L’impératif catégorique énonce donc un objectif qui devrait être poursuivi sans discussion, car il tend vers une règle en accord avec le bon fonctionnement du monde et de la société. Voilà pourquoi Kant déteste autant le mensonge. Pour lui, il rompt la confiance de celui qu’on a en face. Si tout le monde se mentait, cela créerait une véritable rupture au sein de l’humanité. C’est pourquoi le fait de dire la vérité est hissé au rang d’impératif catégorique pour Kant.

 

4. Résumé des différences entre les 3 impératifs

  • Impératif hypothétique : formule une condition qui est purement subjective, cette condition étant basée sur un objectif personnel.
  • Impératif assertorique : formule un fait à dimension plus objective, mais pas encore universelle.
  • Impératif catégorique : formule un principe absolument nécessaire, qui a vocation à être appliqué par tous pour le bon fonctionnement de la société.

 

Conclusion

En résumé, la morale de Kant repose avant tout sur l’intention qui motive l’action, et non pas les conséquences de cette action.

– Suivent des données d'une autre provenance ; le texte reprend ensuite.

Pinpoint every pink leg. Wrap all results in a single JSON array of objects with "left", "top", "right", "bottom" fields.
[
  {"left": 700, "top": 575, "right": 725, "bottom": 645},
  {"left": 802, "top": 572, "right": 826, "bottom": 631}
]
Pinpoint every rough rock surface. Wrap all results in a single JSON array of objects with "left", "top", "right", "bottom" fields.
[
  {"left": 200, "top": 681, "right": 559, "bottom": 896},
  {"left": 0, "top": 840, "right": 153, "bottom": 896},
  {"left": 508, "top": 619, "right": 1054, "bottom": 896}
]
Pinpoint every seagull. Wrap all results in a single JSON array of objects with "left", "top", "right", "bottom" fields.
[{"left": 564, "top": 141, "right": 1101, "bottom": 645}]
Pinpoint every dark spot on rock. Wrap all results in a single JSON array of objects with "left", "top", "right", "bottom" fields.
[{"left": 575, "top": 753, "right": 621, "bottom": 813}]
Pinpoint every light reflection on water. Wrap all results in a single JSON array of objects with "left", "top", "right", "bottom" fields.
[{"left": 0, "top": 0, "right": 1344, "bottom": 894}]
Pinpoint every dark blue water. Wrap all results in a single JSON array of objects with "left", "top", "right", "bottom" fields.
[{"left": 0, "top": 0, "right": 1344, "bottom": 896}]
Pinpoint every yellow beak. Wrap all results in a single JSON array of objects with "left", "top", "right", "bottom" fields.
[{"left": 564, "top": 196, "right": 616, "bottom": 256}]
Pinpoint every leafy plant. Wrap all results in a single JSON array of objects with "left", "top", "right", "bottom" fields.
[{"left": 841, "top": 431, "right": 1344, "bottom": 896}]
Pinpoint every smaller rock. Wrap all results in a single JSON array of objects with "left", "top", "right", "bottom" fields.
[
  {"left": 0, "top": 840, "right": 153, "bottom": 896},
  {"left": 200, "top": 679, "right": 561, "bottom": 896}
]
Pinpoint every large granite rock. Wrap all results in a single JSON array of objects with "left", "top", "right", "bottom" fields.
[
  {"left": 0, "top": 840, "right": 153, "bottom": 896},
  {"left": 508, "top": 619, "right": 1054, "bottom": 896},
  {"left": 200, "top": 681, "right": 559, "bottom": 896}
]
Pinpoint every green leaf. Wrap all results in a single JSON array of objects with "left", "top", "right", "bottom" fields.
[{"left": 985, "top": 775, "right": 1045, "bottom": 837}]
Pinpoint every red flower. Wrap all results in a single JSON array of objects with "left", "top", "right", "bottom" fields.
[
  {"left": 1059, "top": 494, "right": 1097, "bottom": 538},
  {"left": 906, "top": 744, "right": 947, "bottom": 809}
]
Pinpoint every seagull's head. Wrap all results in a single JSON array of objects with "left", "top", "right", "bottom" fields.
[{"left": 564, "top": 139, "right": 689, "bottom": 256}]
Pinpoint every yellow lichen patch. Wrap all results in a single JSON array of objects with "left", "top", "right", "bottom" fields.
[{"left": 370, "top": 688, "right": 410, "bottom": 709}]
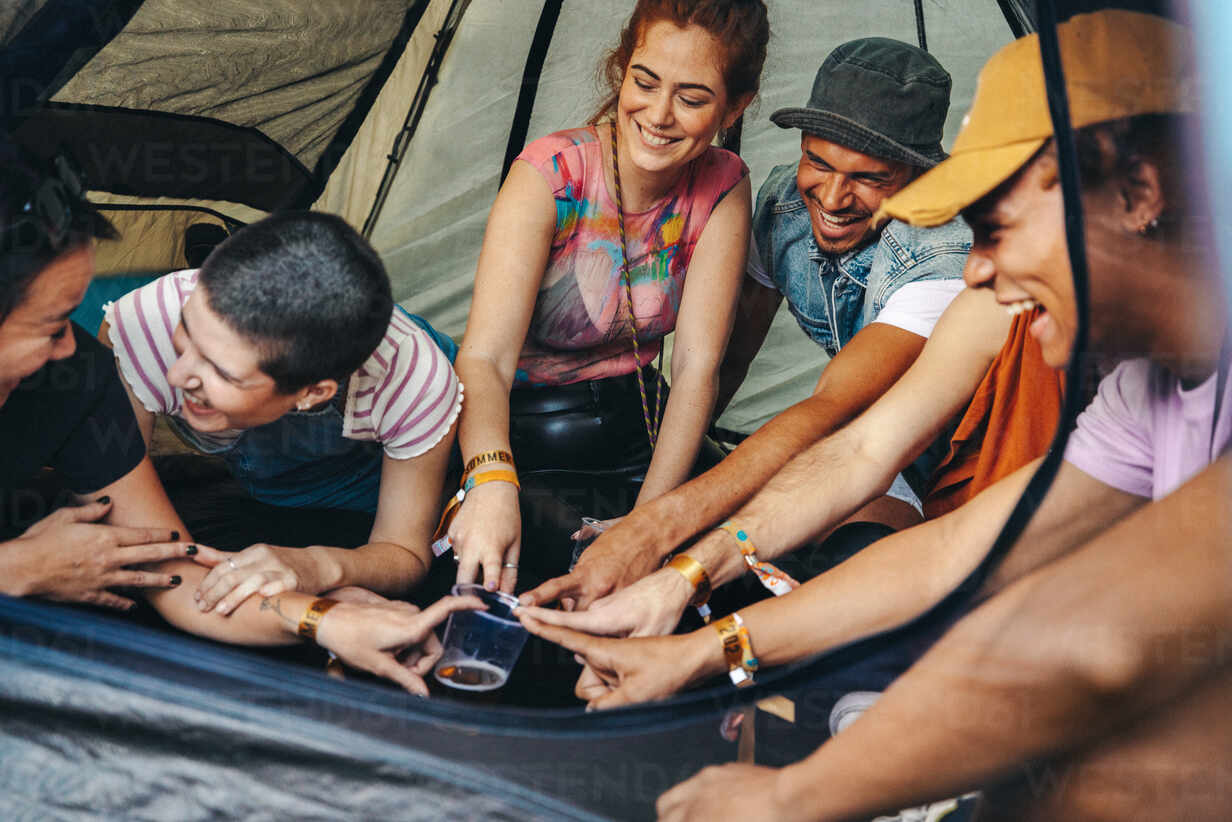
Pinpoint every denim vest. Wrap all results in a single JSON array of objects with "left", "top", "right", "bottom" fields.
[
  {"left": 166, "top": 306, "right": 457, "bottom": 513},
  {"left": 753, "top": 165, "right": 971, "bottom": 357}
]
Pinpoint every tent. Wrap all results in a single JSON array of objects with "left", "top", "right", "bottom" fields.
[{"left": 0, "top": 0, "right": 1202, "bottom": 818}]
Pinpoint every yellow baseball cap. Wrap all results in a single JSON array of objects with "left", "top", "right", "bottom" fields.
[{"left": 878, "top": 10, "right": 1198, "bottom": 226}]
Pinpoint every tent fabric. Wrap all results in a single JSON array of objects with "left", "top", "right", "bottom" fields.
[
  {"left": 17, "top": 0, "right": 429, "bottom": 211},
  {"left": 372, "top": 0, "right": 1011, "bottom": 431},
  {"left": 0, "top": 0, "right": 1039, "bottom": 818}
]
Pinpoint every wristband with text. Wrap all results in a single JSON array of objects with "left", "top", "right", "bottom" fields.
[
  {"left": 664, "top": 553, "right": 711, "bottom": 624},
  {"left": 718, "top": 520, "right": 800, "bottom": 596},
  {"left": 462, "top": 450, "right": 514, "bottom": 473},
  {"left": 432, "top": 471, "right": 522, "bottom": 547},
  {"left": 296, "top": 599, "right": 338, "bottom": 642},
  {"left": 715, "top": 614, "right": 759, "bottom": 688}
]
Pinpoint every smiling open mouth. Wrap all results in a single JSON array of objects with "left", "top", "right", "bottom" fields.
[
  {"left": 1005, "top": 299, "right": 1040, "bottom": 317},
  {"left": 184, "top": 394, "right": 214, "bottom": 414},
  {"left": 633, "top": 120, "right": 680, "bottom": 148}
]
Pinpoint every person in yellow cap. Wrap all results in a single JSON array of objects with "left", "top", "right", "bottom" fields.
[
  {"left": 522, "top": 11, "right": 1232, "bottom": 821},
  {"left": 522, "top": 37, "right": 975, "bottom": 621}
]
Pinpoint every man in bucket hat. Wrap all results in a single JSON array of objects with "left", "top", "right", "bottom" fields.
[
  {"left": 645, "top": 11, "right": 1232, "bottom": 822},
  {"left": 524, "top": 37, "right": 971, "bottom": 608}
]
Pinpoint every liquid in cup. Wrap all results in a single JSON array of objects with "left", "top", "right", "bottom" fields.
[{"left": 432, "top": 584, "right": 529, "bottom": 691}]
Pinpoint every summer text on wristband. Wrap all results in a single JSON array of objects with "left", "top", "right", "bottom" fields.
[
  {"left": 668, "top": 553, "right": 711, "bottom": 608},
  {"left": 463, "top": 450, "right": 514, "bottom": 473},
  {"left": 718, "top": 520, "right": 800, "bottom": 596},
  {"left": 296, "top": 599, "right": 338, "bottom": 642}
]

Ce primat de l’intention sur les conséquences est essentiel pour comprendre la vision kantienne de la morale : en rupture avec ses prédécesseurs, Kant ramène l’homme et sa volonté au centre du débat sur la morale. La “volonté bonne” (l’intention) doit, selon lui, guider nos actes pour qu’ils puissent être prétendus de moraux.

Pour en savoir plus, on vous conseille l’ouvrage de Mai Lequan “La Philosophie morale de Kant” : très complet, explications limpides. Il vous sera d’une grande aide !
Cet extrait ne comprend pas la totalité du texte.